Stibners was part of the gold medal-winning Australia men's national wheelchair basketball team at the 2008 Summer Paralympics, for which he received a Medal of the Order of Australia. At the 2012 Summer Paralympics he was part of the Australian men's wheelchair team that won silver. In 2016, he was selected for the 2016 Summer Paralympics in Rio de Janeiro where his team, The Rollers, finished sixth.

At the 2020 Tokyo Paralympics, the Rollers finished fifth with a win–loss record of 4–4.
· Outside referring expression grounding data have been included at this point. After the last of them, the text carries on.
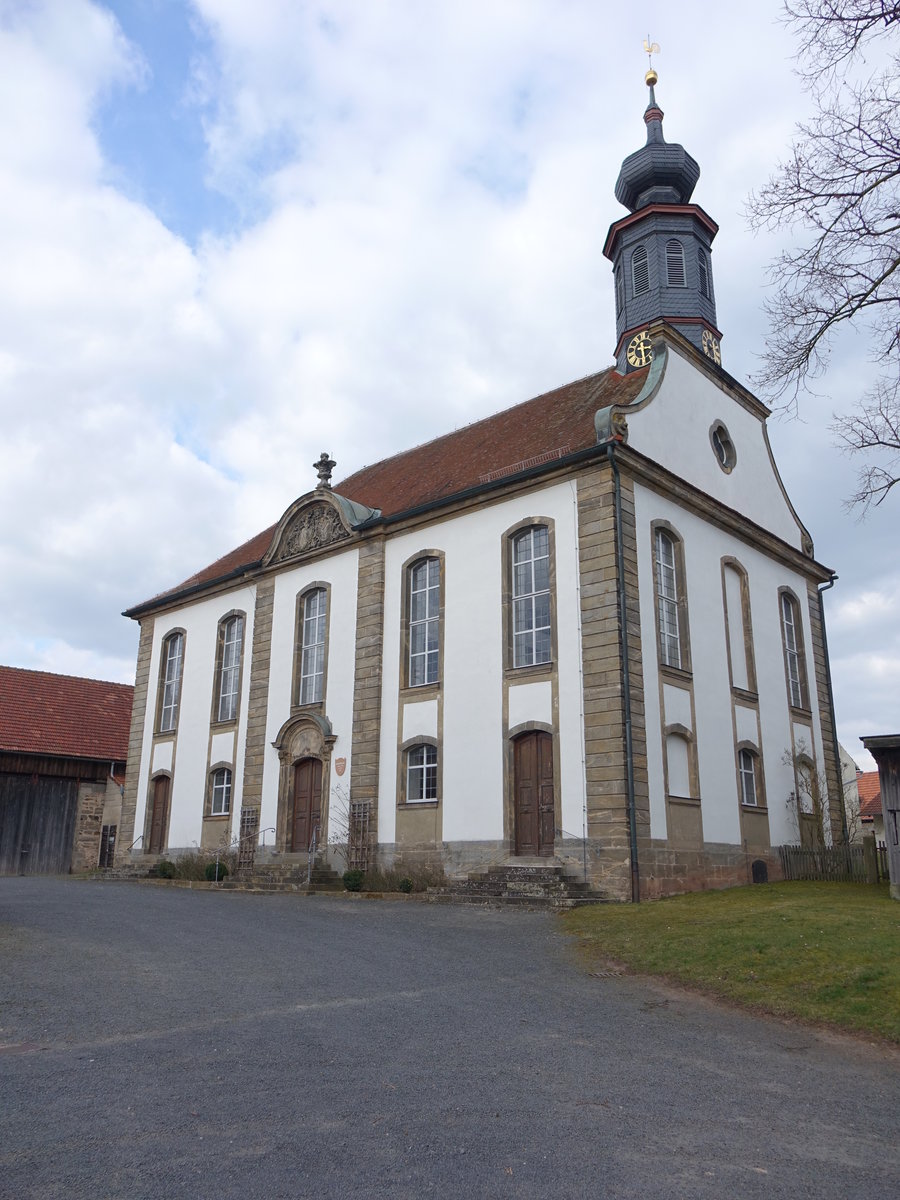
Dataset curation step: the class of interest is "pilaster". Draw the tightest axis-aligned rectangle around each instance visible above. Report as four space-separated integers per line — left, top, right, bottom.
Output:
350 538 386 840
577 466 648 899
115 619 153 864
240 578 276 812
807 584 845 844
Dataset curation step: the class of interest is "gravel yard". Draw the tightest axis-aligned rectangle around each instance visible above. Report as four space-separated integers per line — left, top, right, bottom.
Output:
1 877 898 1200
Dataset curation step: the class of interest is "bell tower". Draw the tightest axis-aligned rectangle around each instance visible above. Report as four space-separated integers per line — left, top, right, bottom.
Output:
604 67 723 373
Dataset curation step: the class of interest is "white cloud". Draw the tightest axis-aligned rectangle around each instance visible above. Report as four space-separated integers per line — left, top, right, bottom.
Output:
0 0 896 771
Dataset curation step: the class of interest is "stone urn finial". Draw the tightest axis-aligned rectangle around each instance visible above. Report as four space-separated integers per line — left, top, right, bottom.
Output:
314 451 336 489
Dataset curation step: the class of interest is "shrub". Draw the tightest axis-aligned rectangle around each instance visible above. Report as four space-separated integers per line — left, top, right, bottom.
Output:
205 860 229 882
157 859 176 879
363 865 446 893
343 868 365 892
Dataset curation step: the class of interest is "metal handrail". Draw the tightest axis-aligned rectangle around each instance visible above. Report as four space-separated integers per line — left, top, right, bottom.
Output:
555 826 589 883
230 825 275 851
126 834 143 852
307 822 320 886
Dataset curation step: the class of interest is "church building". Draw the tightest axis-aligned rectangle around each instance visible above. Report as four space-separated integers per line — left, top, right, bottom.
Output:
118 72 846 900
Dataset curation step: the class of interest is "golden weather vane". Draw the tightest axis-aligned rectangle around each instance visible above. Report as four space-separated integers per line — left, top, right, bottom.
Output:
643 36 660 86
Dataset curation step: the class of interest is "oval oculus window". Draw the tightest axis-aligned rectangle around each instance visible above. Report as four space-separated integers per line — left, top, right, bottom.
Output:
710 421 736 472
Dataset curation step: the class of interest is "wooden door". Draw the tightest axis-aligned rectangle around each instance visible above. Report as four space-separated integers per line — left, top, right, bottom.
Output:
291 758 323 852
0 773 78 875
514 732 554 857
148 777 169 855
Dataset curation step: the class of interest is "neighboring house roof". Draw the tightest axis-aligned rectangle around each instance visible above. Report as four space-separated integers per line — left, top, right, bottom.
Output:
857 771 882 820
0 666 133 762
132 365 646 613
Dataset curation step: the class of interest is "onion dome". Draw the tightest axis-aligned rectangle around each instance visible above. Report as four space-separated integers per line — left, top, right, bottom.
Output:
614 70 700 212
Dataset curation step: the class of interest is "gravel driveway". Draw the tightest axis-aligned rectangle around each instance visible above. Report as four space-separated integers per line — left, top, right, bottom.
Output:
1 877 898 1199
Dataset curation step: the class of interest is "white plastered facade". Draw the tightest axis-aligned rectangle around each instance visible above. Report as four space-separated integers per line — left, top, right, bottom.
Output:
124 337 840 895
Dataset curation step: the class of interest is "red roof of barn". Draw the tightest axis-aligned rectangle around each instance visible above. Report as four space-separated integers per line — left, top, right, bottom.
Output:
130 365 644 613
858 771 882 819
0 666 133 762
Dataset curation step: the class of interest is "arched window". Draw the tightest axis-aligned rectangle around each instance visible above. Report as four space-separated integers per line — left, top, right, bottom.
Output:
210 766 232 816
631 245 649 296
615 264 625 315
512 526 551 667
665 239 686 287
698 250 711 299
406 744 438 802
299 588 327 705
215 614 244 722
158 631 184 733
722 561 755 692
654 528 689 670
738 748 759 807
408 557 441 686
780 591 809 710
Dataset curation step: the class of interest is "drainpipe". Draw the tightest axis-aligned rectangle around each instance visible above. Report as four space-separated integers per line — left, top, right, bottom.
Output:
606 442 640 902
817 576 850 848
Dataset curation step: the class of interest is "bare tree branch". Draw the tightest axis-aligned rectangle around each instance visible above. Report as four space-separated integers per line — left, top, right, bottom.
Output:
831 379 900 508
748 4 900 504
785 2 900 78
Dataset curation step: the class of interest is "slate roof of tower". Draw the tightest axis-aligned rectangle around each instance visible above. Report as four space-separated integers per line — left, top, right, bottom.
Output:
130 365 645 613
0 666 133 762
614 84 700 212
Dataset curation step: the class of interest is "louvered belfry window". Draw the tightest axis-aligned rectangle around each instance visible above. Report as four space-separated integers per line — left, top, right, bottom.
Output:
666 239 686 287
699 250 711 299
631 245 649 296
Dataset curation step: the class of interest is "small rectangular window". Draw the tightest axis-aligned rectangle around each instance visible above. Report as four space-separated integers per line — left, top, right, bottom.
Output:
739 749 757 806
210 767 232 815
407 744 437 801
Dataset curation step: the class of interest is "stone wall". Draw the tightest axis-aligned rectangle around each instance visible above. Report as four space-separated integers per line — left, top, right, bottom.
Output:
72 785 105 872
639 840 784 900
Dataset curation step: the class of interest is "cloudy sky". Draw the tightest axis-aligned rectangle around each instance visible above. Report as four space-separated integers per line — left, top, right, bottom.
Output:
0 0 896 770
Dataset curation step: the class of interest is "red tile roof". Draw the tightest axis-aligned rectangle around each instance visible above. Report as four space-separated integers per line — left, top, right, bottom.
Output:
335 367 643 515
857 771 882 819
0 666 133 762
132 366 643 612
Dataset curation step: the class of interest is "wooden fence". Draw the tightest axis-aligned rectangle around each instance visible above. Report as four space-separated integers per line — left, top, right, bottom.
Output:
779 841 886 884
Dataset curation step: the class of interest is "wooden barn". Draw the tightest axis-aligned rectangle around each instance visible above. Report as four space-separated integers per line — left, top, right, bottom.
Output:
0 666 133 875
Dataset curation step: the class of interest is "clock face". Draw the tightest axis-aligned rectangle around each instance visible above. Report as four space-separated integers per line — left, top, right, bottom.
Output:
701 329 721 364
626 330 652 369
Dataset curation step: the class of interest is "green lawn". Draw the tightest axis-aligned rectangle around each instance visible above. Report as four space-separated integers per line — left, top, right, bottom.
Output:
562 882 900 1042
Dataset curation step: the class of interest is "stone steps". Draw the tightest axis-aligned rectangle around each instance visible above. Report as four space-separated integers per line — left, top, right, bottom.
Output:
427 862 606 910
221 860 344 893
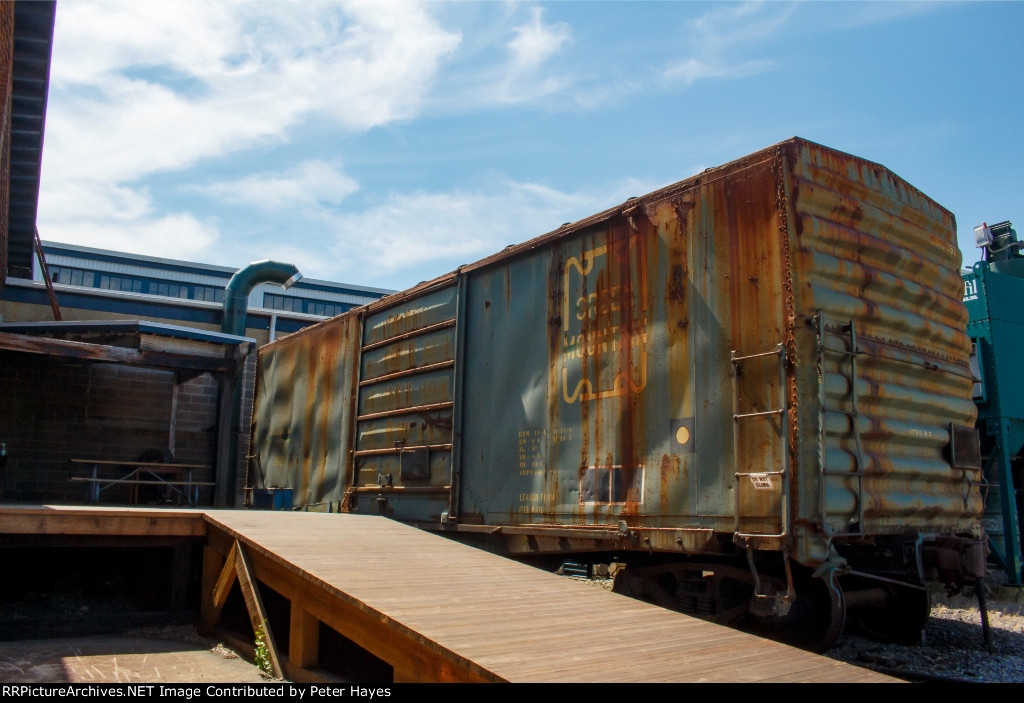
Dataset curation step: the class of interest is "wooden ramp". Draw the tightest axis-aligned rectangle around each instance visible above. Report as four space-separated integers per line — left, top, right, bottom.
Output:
0 506 897 683
202 510 894 683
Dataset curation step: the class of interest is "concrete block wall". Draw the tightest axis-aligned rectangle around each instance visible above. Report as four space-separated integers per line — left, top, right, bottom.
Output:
0 351 221 504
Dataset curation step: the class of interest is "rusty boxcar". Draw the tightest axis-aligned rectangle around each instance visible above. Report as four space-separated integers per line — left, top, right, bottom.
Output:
248 138 985 650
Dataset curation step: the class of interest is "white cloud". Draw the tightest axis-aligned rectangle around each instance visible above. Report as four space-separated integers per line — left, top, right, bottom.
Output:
429 5 575 110
498 7 573 103
508 7 571 74
663 1 795 87
310 176 658 285
38 1 463 274
74 213 218 262
202 161 359 212
664 57 774 86
39 178 218 262
44 1 461 184
826 1 940 31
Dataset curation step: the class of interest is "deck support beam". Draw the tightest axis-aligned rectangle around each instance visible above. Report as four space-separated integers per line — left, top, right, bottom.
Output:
201 537 285 679
234 540 284 679
289 606 320 670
====Other competitions====
In 2003, Stibners was a member of the national squad that competed at the Gold Cup in Amsterdam. This was his first international appearance. In 2007, he was part of the gold medal-winning team at the Arafura Games. In 2009, he was part of the national squad that won gold at the Rollers World Challenge and the team that won gold at the Paralympic World Cup held in Manchester, England. He was a member of the Australia men's national wheelchair basketball team that competed at the 2010 Wheelchair Basketball World Championship that won a gold medal. In 2018, he was a member of the Rollers that won the bronze medal at 2018 Wheelchair Basketball World Championship in Hamburg, Germany.

===Club basketball===
Stibners started playing club basketball in 2002 for the Wollongong Roller Hawks of Australia's National Wheelchair Basketball League. He is classified as a 4.0 player and plays as a forward. In 2003, he won a league championship with the team. In 2007, he played club basketball in Spain for CD Fundosa Group. In 2010, he was playing club basketball with Wollongong Rollerhawks. As of 2011, he plays his club basketball for the NWBL's Wollongong Roller Hawks. His team beat the Perth Wheelcats in the 2011 NWBL Championship. In the semi-final round, he scored 26 points and had 18 rebounds. In the finals, he had 23 points, 10 rebounds and 8 assists.

==Coaching==

Stibners is an Assistant Coach with the Rollers at the 2024 Paris Paralympics.

==Hockey==
Stibners named as a member of the Australian national indoor hockey team prior to his 2001 accident.

==Recognition==
Shellharbour City gave him a key to the city in 2008.